The Sistine Chapel is one of the world's top artistic tourist destinations, but though it receives millions of visitors a year, there are many secrets most people don't know.
As it happens with all the major tourist destinations, there are countless stories about the Sistine Chapel (some fake, others real). This Renaissance wonder commissioned to Michelangelo is surrounded by all kinds of stories, from tales about the artwork hiding secret Pagan, to anonymous artists, censorship, and many other facts, but there’s still so much about the Sistine Chapel that remains a secret for many.
1. Originally known as Cappella Magna, devoted to the Virgin Mary, the Chapel was named after Pope Sixtus IV, who ordered its restoration between 1475 and 1481.
2. Michelangelo created his famous frescoes between 1508 and 1512.
3. It’s considered to be the Pope’s private chapel and, as described in the Old Testament, it has the exact same dimensions as King Solomon’s Temple.
4. Michelangelo wasn’t happy when he was commissioned to paint it, since he preferred doing sculptures. However, the ceiling and the "Last Judgement" are his most celebrated works.
5. Pope Sixtus IV also commissioned some frescoes to Sandro Botticelli, Domenico Ghirlandaio, and Pietro Perugino, among other artists from the time.
6. To paint the ceiling, Michelangelo built his own innovative scaffold, which allowed him to paint more comfortably. Contrary to what most people think, he didn’t paint lying down, and he had plenty of space to do it in a standing position.
7. Michelangelo was the very first artist to give God a physical appearance, giving us the most common, human-like image of God with his muscular physiognomy and long white beard, similar to that of the Roman God, Jupiter.
8. The "Last Judgement" piece was deliberately done with a different perspective so that it looks threateningly to the spectator.

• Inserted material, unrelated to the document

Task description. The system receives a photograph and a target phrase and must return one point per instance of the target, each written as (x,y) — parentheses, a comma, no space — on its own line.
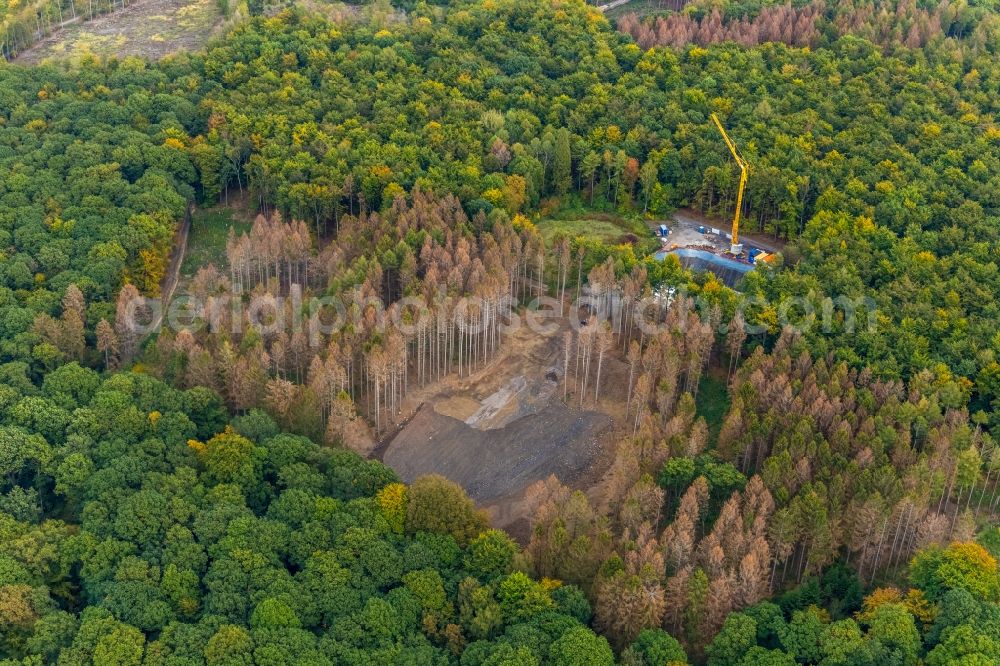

9. Michelangelo gave us an iconic, less Orthodox image of Jesus Christ. In his work, he appears as a young muscular man, without a beard. He appears as an energetic and wrathful being, which contrasts with canonical images of him as a merciful man.
10. Since 1870, the Sistine Chapel has been the site of the papal conclave; that is, the process during which cardinals elect a new Pope.
11. Underneath the "Last Judgment," there’s a hall known as the “Room of Tears,” where, according to legend, the recently elected popes burst in tears out of excitement after being given the title.
12. There’s a permanent chorus called Schola Cantorum that has original pieces only they can perform. Among them, the most famous one is “Miserere” by Gregorio Allegri.
13. In one of the latest restorations during the nineties, art experts were able to fully appreciate and analyze Michelangelo’s techniques and how, as he commented on his own writings, using his scaffold ended up damaging his back.